This document was prepared as a follow-up to a presentation on improving the efficacy of one's environmental efforts, presented to the Or Emet Jewish humanist congregation on October 12, 2008.

Follow-up on some specific items that came up during the presentation:
Compact fluorescent light bulbs contain mercury and should not be thrown in the trash - they are accepted free of charge at all Menards and Home Depot stores.  (Even if thrown in the trash, though, a CFL will release less mercury into the air than would producing the electricity to power conventional light bulbs over the CFL's lifetime!)

Resources!

Below you will find a good list of resources to help you with various aspects of effective environmentalism:

If you have something you need to get rid of, and aren't sure how to go about it, in the Twin Cities the Rethink Recycling website is probably the best place to start!  It will also help direct you to your local recources, like the A-to-Z "What to Do" lists in the City of Minneapolis and in Hennepin County.  Where available, use your most local resources, though: for example, Rethink Recycling will send you to a store with your dead rechargeable batteries, but in Minneapolis, trash collection will recycle them for you if you set them out right - so be sure to follow the link for your county at the bottom of each Rethink Recycling page. (In most communities, alkaline batteries are non-hazardous waste, and can go in the trash. But Minneapolis, Rochester, and other communities incinerate most of their trash, and in an incinerator dead batteries become little bombs that blow holes into the side of the incinerator - so those communities have you separate your dead "non-hazardous" batteries from the rest of your trash.)

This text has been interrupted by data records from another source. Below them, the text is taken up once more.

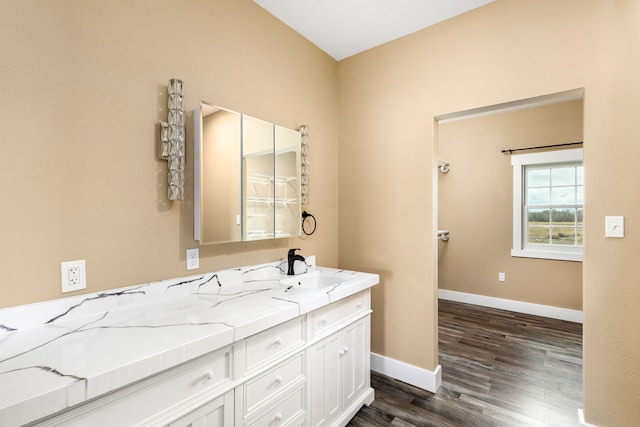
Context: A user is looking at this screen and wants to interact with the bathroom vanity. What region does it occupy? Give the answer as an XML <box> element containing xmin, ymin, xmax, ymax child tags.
<box><xmin>0</xmin><ymin>257</ymin><xmax>379</xmax><ymax>426</ymax></box>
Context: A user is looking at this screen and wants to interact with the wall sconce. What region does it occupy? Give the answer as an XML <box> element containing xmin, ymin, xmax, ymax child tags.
<box><xmin>298</xmin><ymin>125</ymin><xmax>309</xmax><ymax>205</ymax></box>
<box><xmin>438</xmin><ymin>158</ymin><xmax>449</xmax><ymax>173</ymax></box>
<box><xmin>158</xmin><ymin>79</ymin><xmax>185</xmax><ymax>200</ymax></box>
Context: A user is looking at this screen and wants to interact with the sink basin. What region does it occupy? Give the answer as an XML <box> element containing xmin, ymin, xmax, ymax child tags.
<box><xmin>280</xmin><ymin>270</ymin><xmax>349</xmax><ymax>289</ymax></box>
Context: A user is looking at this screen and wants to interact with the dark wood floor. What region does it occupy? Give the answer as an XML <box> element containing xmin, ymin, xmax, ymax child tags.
<box><xmin>349</xmin><ymin>300</ymin><xmax>582</xmax><ymax>427</ymax></box>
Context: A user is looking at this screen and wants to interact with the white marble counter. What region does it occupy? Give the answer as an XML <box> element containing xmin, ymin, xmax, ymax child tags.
<box><xmin>0</xmin><ymin>257</ymin><xmax>378</xmax><ymax>427</ymax></box>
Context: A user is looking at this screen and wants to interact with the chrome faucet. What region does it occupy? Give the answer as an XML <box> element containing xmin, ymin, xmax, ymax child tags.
<box><xmin>287</xmin><ymin>248</ymin><xmax>304</xmax><ymax>276</ymax></box>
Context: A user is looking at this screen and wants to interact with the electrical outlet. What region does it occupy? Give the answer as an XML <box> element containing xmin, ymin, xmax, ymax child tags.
<box><xmin>60</xmin><ymin>259</ymin><xmax>87</xmax><ymax>293</ymax></box>
<box><xmin>187</xmin><ymin>248</ymin><xmax>200</xmax><ymax>270</ymax></box>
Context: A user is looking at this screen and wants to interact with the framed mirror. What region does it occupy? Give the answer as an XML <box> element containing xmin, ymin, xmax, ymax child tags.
<box><xmin>194</xmin><ymin>102</ymin><xmax>301</xmax><ymax>245</ymax></box>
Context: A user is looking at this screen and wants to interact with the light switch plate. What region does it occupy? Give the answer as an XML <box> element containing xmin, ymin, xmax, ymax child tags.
<box><xmin>604</xmin><ymin>216</ymin><xmax>624</xmax><ymax>238</ymax></box>
<box><xmin>187</xmin><ymin>248</ymin><xmax>200</xmax><ymax>270</ymax></box>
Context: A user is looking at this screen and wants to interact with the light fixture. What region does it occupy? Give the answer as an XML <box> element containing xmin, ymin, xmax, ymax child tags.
<box><xmin>158</xmin><ymin>79</ymin><xmax>185</xmax><ymax>200</ymax></box>
<box><xmin>298</xmin><ymin>125</ymin><xmax>309</xmax><ymax>205</ymax></box>
<box><xmin>438</xmin><ymin>158</ymin><xmax>449</xmax><ymax>173</ymax></box>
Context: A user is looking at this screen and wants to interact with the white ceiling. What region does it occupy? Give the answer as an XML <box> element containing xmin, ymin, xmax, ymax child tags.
<box><xmin>253</xmin><ymin>0</ymin><xmax>494</xmax><ymax>61</ymax></box>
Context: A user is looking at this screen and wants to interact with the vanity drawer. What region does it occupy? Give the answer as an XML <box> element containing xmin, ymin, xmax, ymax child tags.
<box><xmin>309</xmin><ymin>290</ymin><xmax>370</xmax><ymax>339</ymax></box>
<box><xmin>244</xmin><ymin>353</ymin><xmax>305</xmax><ymax>415</ymax></box>
<box><xmin>245</xmin><ymin>387</ymin><xmax>305</xmax><ymax>427</ymax></box>
<box><xmin>244</xmin><ymin>316</ymin><xmax>305</xmax><ymax>373</ymax></box>
<box><xmin>36</xmin><ymin>347</ymin><xmax>232</xmax><ymax>427</ymax></box>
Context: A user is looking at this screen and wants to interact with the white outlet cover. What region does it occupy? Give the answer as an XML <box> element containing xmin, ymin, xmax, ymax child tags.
<box><xmin>60</xmin><ymin>259</ymin><xmax>87</xmax><ymax>293</ymax></box>
<box><xmin>604</xmin><ymin>216</ymin><xmax>624</xmax><ymax>238</ymax></box>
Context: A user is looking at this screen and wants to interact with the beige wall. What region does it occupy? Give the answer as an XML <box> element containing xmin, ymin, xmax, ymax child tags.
<box><xmin>0</xmin><ymin>0</ymin><xmax>640</xmax><ymax>426</ymax></box>
<box><xmin>339</xmin><ymin>0</ymin><xmax>640</xmax><ymax>426</ymax></box>
<box><xmin>437</xmin><ymin>100</ymin><xmax>582</xmax><ymax>310</ymax></box>
<box><xmin>0</xmin><ymin>0</ymin><xmax>338</xmax><ymax>307</ymax></box>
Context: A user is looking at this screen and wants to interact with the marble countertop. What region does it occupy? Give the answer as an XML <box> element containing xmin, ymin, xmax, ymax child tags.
<box><xmin>0</xmin><ymin>257</ymin><xmax>379</xmax><ymax>426</ymax></box>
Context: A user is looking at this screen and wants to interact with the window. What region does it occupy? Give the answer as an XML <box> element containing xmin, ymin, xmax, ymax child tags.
<box><xmin>511</xmin><ymin>149</ymin><xmax>584</xmax><ymax>261</ymax></box>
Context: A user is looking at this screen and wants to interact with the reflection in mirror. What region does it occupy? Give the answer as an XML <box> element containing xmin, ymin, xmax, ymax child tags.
<box><xmin>242</xmin><ymin>115</ymin><xmax>275</xmax><ymax>240</ymax></box>
<box><xmin>194</xmin><ymin>102</ymin><xmax>301</xmax><ymax>245</ymax></box>
<box><xmin>275</xmin><ymin>125</ymin><xmax>301</xmax><ymax>237</ymax></box>
<box><xmin>194</xmin><ymin>102</ymin><xmax>242</xmax><ymax>244</ymax></box>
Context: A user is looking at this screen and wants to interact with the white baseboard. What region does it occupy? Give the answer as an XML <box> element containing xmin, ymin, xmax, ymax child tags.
<box><xmin>438</xmin><ymin>289</ymin><xmax>582</xmax><ymax>323</ymax></box>
<box><xmin>371</xmin><ymin>353</ymin><xmax>442</xmax><ymax>393</ymax></box>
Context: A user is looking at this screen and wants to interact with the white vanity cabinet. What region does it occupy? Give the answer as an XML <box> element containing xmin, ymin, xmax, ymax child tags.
<box><xmin>308</xmin><ymin>290</ymin><xmax>374</xmax><ymax>427</ymax></box>
<box><xmin>27</xmin><ymin>289</ymin><xmax>373</xmax><ymax>427</ymax></box>
<box><xmin>235</xmin><ymin>316</ymin><xmax>307</xmax><ymax>426</ymax></box>
<box><xmin>35</xmin><ymin>346</ymin><xmax>233</xmax><ymax>427</ymax></box>
<box><xmin>166</xmin><ymin>391</ymin><xmax>233</xmax><ymax>427</ymax></box>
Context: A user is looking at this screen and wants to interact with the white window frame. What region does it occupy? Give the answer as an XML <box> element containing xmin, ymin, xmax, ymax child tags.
<box><xmin>511</xmin><ymin>148</ymin><xmax>584</xmax><ymax>261</ymax></box>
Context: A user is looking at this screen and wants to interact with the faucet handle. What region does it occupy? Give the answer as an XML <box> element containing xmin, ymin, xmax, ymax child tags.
<box><xmin>287</xmin><ymin>248</ymin><xmax>300</xmax><ymax>256</ymax></box>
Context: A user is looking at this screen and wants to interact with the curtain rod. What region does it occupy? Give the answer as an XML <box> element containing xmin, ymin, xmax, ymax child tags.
<box><xmin>502</xmin><ymin>141</ymin><xmax>582</xmax><ymax>154</ymax></box>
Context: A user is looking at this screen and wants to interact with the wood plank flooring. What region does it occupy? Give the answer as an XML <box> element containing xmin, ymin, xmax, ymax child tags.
<box><xmin>349</xmin><ymin>300</ymin><xmax>582</xmax><ymax>427</ymax></box>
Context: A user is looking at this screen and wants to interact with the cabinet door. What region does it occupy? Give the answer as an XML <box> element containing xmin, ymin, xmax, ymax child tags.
<box><xmin>167</xmin><ymin>391</ymin><xmax>233</xmax><ymax>427</ymax></box>
<box><xmin>309</xmin><ymin>332</ymin><xmax>342</xmax><ymax>427</ymax></box>
<box><xmin>340</xmin><ymin>316</ymin><xmax>371</xmax><ymax>408</ymax></box>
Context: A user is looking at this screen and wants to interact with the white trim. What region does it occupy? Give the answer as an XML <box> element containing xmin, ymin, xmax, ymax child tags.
<box><xmin>511</xmin><ymin>148</ymin><xmax>583</xmax><ymax>261</ymax></box>
<box><xmin>371</xmin><ymin>353</ymin><xmax>442</xmax><ymax>393</ymax></box>
<box><xmin>438</xmin><ymin>289</ymin><xmax>582</xmax><ymax>323</ymax></box>
<box><xmin>578</xmin><ymin>408</ymin><xmax>596</xmax><ymax>427</ymax></box>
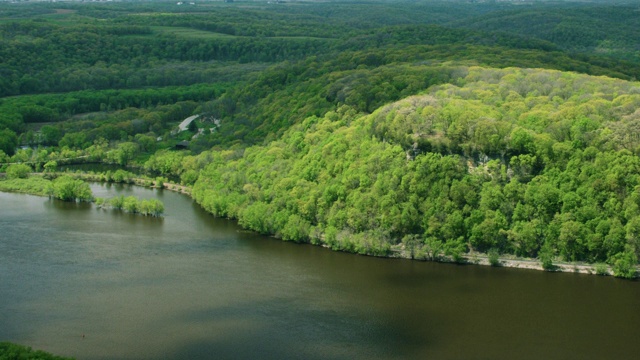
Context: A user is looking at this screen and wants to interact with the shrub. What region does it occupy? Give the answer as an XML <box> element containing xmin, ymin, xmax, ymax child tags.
<box><xmin>7</xmin><ymin>164</ymin><xmax>33</xmax><ymax>179</ymax></box>
<box><xmin>594</xmin><ymin>263</ymin><xmax>609</xmax><ymax>275</ymax></box>
<box><xmin>487</xmin><ymin>248</ymin><xmax>500</xmax><ymax>266</ymax></box>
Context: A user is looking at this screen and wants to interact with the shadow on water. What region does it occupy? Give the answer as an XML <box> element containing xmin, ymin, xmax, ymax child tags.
<box><xmin>167</xmin><ymin>296</ymin><xmax>438</xmax><ymax>359</ymax></box>
<box><xmin>0</xmin><ymin>191</ymin><xmax>640</xmax><ymax>360</ymax></box>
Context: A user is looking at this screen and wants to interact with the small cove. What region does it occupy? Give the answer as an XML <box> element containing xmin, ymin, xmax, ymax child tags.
<box><xmin>0</xmin><ymin>184</ymin><xmax>640</xmax><ymax>359</ymax></box>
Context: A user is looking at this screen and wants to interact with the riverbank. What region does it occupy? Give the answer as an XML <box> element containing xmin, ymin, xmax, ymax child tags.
<box><xmin>0</xmin><ymin>172</ymin><xmax>640</xmax><ymax>278</ymax></box>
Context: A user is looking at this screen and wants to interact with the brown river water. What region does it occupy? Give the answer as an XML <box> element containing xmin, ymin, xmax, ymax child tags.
<box><xmin>0</xmin><ymin>184</ymin><xmax>640</xmax><ymax>359</ymax></box>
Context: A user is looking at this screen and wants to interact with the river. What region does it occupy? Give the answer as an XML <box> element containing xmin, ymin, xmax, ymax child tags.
<box><xmin>0</xmin><ymin>184</ymin><xmax>640</xmax><ymax>359</ymax></box>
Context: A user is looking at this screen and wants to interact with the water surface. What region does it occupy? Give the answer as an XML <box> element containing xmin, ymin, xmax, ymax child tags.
<box><xmin>0</xmin><ymin>185</ymin><xmax>640</xmax><ymax>359</ymax></box>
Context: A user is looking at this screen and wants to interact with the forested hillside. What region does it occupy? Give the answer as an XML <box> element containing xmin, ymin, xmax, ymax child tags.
<box><xmin>194</xmin><ymin>67</ymin><xmax>640</xmax><ymax>278</ymax></box>
<box><xmin>0</xmin><ymin>0</ymin><xmax>640</xmax><ymax>277</ymax></box>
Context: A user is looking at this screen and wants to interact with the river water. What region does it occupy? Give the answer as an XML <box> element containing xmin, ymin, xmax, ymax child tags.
<box><xmin>0</xmin><ymin>184</ymin><xmax>640</xmax><ymax>359</ymax></box>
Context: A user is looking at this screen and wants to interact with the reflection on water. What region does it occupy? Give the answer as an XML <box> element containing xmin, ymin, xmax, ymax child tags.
<box><xmin>0</xmin><ymin>185</ymin><xmax>640</xmax><ymax>359</ymax></box>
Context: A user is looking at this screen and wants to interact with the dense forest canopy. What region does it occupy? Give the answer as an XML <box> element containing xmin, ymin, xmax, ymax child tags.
<box><xmin>0</xmin><ymin>0</ymin><xmax>640</xmax><ymax>276</ymax></box>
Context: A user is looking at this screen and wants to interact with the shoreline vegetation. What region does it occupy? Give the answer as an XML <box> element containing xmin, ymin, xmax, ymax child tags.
<box><xmin>0</xmin><ymin>170</ymin><xmax>640</xmax><ymax>278</ymax></box>
<box><xmin>0</xmin><ymin>1</ymin><xmax>640</xmax><ymax>278</ymax></box>
<box><xmin>0</xmin><ymin>165</ymin><xmax>166</xmax><ymax>217</ymax></box>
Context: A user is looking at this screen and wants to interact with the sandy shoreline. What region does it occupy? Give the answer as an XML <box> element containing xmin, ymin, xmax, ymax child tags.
<box><xmin>0</xmin><ymin>173</ymin><xmax>640</xmax><ymax>275</ymax></box>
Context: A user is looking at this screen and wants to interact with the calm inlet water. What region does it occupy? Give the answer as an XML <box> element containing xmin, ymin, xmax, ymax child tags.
<box><xmin>0</xmin><ymin>185</ymin><xmax>640</xmax><ymax>359</ymax></box>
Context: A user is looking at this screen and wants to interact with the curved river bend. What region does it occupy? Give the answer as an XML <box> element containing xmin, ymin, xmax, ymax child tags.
<box><xmin>0</xmin><ymin>185</ymin><xmax>640</xmax><ymax>359</ymax></box>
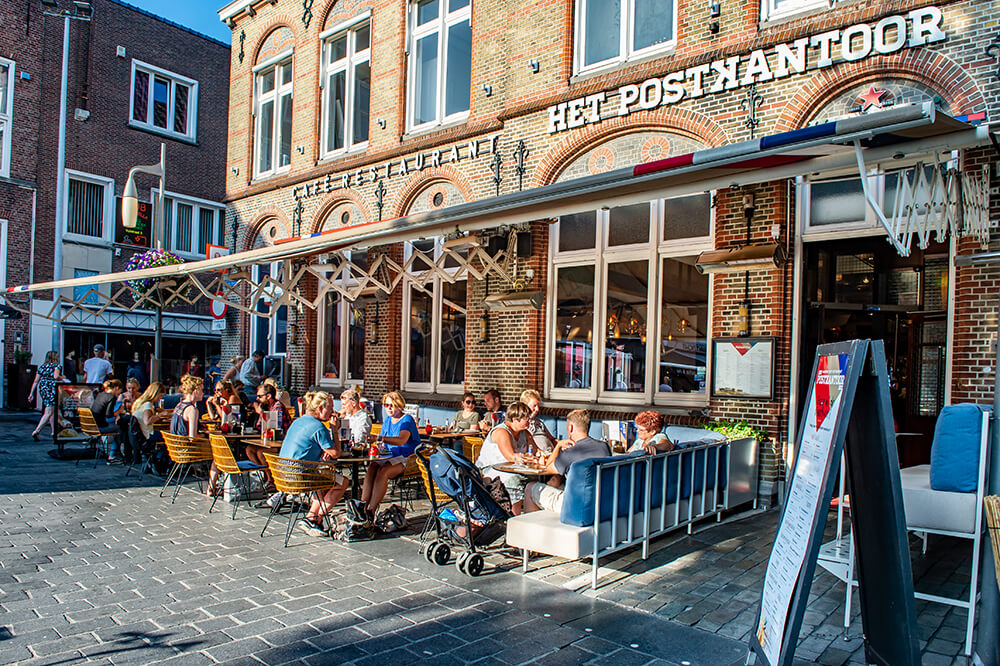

If you have something that's still good, but you don't want, or something that's broken but in good shape and you think someone else might be able to fix - don't throw it away, "Freecycle" it!  Give it to someone else. You can donate working things and clothes to groups like Goodwill, which has dropoff locations throughout the country and helps employ people in need sorting and selling the donations, training them for other, more "mainstream" work.  For broken items, or if you don't want to haul the item yourself, or just want to see it go to a fellow citizen, Freecycle it.  Broken but relatively new lawn mowers, appliances, etc. will generally be snapped up, as will even rather old bicycles, sports equipment, etc.
In the Twin Cities: Twin Cities Free Market
In Hennepin County: Consult the Choose to Reuse Directory
Nationwide: Freecycle.org

You can stop most of the unwanted printed material that comes to your home by contacting a few organizations, most usefully the following (see also the FTC's pamphlet on this subject):
Phone books: http://www.yellowpagesgoesgreen.org/
Credit Card Solicitations: http://www.optoutprescreen.com/
Direct Mail:
http://www.dmachoice.org/

Avoiding food waste:
Berries - wash only the ones you are going to eat; leave the rest dry. Standing water leads to rapid spoilage, while if they are dry they can easily last a week.